We can solve this problem in two ways: Using mass percents or ratios.
Mass Percent Method
The mass percent of oxygen in #C_2H_6O#, or the percentage of mass taken up by oxygen in #C_2H_6O#, is:
#"1 mole of O (mass)"/"2 moles of C + 6 moles of H + 1 mole of O (mass)"#
#16.00/ ((2*12.01) + (6*1.008) + 16.00)" = 0.3473 = 34.73%#
Oxygen takes up #34.73%# of the mass of #C_2H_6O#.

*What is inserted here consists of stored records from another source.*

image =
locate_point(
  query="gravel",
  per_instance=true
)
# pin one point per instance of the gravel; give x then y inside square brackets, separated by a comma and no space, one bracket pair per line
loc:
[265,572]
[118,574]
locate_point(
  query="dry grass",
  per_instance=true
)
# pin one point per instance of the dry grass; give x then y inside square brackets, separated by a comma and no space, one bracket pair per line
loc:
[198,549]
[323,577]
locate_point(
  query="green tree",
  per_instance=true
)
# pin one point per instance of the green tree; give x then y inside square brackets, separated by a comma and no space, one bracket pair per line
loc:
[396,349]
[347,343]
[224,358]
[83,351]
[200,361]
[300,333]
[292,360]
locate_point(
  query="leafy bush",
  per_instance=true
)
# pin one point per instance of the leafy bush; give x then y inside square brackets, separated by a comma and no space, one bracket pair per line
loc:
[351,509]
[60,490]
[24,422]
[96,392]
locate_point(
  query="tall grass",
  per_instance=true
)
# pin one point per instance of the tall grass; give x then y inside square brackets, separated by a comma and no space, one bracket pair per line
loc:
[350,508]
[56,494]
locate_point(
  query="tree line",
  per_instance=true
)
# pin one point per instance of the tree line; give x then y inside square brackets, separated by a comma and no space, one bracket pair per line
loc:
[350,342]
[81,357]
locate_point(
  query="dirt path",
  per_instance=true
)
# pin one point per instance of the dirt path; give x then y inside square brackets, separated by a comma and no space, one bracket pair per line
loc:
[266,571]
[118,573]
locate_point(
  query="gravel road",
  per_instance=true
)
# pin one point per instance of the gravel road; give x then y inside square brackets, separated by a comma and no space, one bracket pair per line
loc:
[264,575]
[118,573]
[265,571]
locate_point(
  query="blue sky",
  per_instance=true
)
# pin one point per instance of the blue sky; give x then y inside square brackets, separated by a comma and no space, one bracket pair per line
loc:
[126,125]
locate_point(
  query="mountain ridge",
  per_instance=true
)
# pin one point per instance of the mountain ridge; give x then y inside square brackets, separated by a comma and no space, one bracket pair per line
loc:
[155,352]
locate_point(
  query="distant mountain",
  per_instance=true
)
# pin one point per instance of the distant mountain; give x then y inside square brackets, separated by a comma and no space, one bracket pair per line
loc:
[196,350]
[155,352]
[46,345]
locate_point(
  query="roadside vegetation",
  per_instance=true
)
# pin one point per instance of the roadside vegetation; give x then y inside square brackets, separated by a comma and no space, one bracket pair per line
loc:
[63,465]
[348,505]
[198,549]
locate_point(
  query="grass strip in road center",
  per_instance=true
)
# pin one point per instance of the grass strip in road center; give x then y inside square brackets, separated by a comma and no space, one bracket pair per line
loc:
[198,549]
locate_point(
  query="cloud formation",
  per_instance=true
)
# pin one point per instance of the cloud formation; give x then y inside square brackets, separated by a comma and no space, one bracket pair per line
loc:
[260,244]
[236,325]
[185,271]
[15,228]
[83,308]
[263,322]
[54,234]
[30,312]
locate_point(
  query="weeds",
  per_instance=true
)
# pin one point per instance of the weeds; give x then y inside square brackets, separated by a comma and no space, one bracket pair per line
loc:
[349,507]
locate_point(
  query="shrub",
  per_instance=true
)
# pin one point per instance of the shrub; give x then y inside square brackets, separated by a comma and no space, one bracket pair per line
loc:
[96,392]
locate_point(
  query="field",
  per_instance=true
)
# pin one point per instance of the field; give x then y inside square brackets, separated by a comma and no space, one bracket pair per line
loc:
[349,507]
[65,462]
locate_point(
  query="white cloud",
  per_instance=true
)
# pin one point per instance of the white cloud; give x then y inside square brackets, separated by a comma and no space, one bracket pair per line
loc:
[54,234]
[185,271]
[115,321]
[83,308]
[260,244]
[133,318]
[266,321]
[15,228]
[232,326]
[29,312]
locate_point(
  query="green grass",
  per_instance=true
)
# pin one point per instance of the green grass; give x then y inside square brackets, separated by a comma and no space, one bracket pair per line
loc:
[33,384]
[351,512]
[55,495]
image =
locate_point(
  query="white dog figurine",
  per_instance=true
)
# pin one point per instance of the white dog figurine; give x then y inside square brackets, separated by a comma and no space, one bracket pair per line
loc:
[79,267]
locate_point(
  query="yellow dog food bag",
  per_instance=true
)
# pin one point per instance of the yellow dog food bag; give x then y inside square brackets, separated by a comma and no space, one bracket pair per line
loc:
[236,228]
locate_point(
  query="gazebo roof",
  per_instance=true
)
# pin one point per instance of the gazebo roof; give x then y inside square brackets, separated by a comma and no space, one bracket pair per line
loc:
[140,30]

We can apply this information to #"5.0 g"#: the mass percent of oxygen in #C_2H_6O# must also be #34.73%#, therefore the actual mass of oxygen has to be:
#34.73% * 5.0 = "1.7 g"#
Mole Ratio Method
In #C_2H_6O#, for every #1# mole of #C_2H_6O#, there is #1# mole of oxygen.
The ratio is #1:1#.
So, if we can figure out the number of moles in #"5.0 g"# of #C_2H_6O#, we can find the number of moles of oxygen and then its mass.
#"5.0 g"# of #C_2H_6O# is #0.109# moles, because:
#"No. of moles in sample" = "Sample mass"/"Molar mass"#
#0.109 = 5.0 / ((2*12.01) + (6*1.008) + 16.00)#
Therefore, the number of moles of oxygen in #"5.0 g"# of #C_2H_6O# must also be #0.109#.
The mass of #1# mole of oxygen is #"16.00 g"#, so #0.109# moles is #0.109 * 16.00 = "1.7 g"#.